Director General, Nigerian Technical Aid Corps (also known as Directorate of Technical Aid Corps), Ministry of Foreign Affairs
- In office August 15, 2013 – 22 August 2023
- Preceded by: Ambassador Mamman Daura
- Succeeded by: Rt. Hon. Yusuf Buba Yakub

Special Adviser to President on International Relations
- In office 2011–2013

Ondo State Commissioner of Education
- In office 2010–2011
- Governor: Olusegun Mimiko
- Preceded by: Adenike Fatogun

Personal details
- Born: August 3, 1971 (age 55) Ile Oluji, Ondo State, Nigeria
- Party: All Progressive Congress (APC)
- Alma mater: Ondo State University, University of Ibadan, Adekunle Ajasin University

= Pius Olakunle Osunyikanmi =

Nigerian civil servant

Pius Olakunle Osunyikanmi is a former Director General of Nigerian Technical Aid Corps (also known as Directorate of Technical Aid Corps), from August 15, 2013 to August 22, 2023.

He was first appointed by President Goodluck Ebele Jonathan in 2013 and re-appointed by President Muhammadu Buhari in 2018.

Technical Aid Corps is a Nigerian federal government agency responsible for the sharing of Nigeria's know-how and expertise with other African, Caribbean and Pacific countries (ACP).

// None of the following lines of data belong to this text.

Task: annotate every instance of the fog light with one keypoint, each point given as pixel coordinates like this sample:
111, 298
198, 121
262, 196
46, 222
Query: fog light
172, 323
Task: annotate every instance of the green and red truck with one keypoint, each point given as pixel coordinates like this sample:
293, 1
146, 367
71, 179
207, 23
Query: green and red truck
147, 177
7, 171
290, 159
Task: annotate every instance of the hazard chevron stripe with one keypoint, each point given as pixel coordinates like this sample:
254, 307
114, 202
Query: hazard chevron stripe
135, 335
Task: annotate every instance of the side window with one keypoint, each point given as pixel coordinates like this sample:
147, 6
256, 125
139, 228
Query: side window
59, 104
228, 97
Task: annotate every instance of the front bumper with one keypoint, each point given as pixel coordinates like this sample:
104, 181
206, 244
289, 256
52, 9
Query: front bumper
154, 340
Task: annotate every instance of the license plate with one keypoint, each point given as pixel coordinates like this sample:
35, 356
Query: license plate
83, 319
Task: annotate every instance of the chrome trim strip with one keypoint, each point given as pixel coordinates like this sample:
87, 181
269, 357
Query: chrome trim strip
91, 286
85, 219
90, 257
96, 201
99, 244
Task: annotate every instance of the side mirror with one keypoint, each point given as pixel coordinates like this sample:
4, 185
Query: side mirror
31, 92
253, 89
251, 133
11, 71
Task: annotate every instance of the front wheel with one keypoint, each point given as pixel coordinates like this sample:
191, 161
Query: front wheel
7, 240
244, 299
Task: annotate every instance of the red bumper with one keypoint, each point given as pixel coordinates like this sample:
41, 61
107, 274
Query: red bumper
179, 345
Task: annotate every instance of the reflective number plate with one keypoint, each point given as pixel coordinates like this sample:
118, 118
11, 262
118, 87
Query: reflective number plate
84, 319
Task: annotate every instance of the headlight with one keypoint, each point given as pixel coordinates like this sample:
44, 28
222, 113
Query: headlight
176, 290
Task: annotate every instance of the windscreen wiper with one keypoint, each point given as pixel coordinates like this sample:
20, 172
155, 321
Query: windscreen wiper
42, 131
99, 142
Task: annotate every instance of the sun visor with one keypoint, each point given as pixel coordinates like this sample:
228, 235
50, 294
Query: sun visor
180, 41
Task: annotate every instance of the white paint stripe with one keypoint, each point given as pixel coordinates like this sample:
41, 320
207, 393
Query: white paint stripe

== Early life and education ==

Pius Osunyikanmi was born on 3 August 1971, to the family of Pa Christopher Kehinde Osunyikanmi and Madam Esther Osunyikanmi in Ile Oluji, Ondo State.
He graduated from Orere Grammar School, Ile Oluji, Ondo State in 1989. He went on to Ondo State University, now Ekiti State University, obtaining a Bachelor of Science degree in Political Science in 1997.

He holds Masters and Doctorate degrees in Political Science from the University of Ibadan in 2001 and Adekunle Ajasin University,
Akungba Akoko in 2008 respectively.

=== Family ===
Pius is married to Adebukola, a professor of political science and he has three children.

== Political career ==
Osunyikanmi was appointed the Special Adviser on International Relations to Nigeria's President Goodluck Ebele Jonathan in 2011 and he served between July 2011 and August 2013.

He was Ondo State Commissioner of Education from June 2010 to July 2011.

As Commissioner of Education, he established and implemented the Education Quality Assurance Agency (EQAA) which addressed the falling standard of education in the state which led him to order the closure of some private schools over poor standards and facilities.

Before serving as Commissioner of education, Osunyikanmi had served as the special adviser to the Governor of Ondo State on Intergovernmental affairs and multilateral relations between March 2009 and June 2010,
Special Assistant to the Minister, Federal Ministry of Housing and Urban Development (2005 - 2006), Special Assistant to the Secretary of Government, Ondo State (2003 - 2005) and Special Assistant to the Commissioner of Health, Ondo State (1999 - 2002).

He was at some point interested in running for the governorship of Ondo state and was among those nominated by a youth group to succeed Olusegun Mimiko
but defected from the People's Democratic Party (PDP) to the All Progressives Congress (APC) in 2015 when he could not get Olusegun Mimiko to support his ambition after the latter threw his weight behind his Attorney General and Commissioner for Justice, Eyitayo Jegede to succeed him as Governor.

Shortly before his defection from the PDP, he had publicly disowned Olusegun Mimiko who he served under as Commissioner for Education, Special Adviser On Intergovernmental Affairs and Multilateral relations, and Special Assistant due to political differences.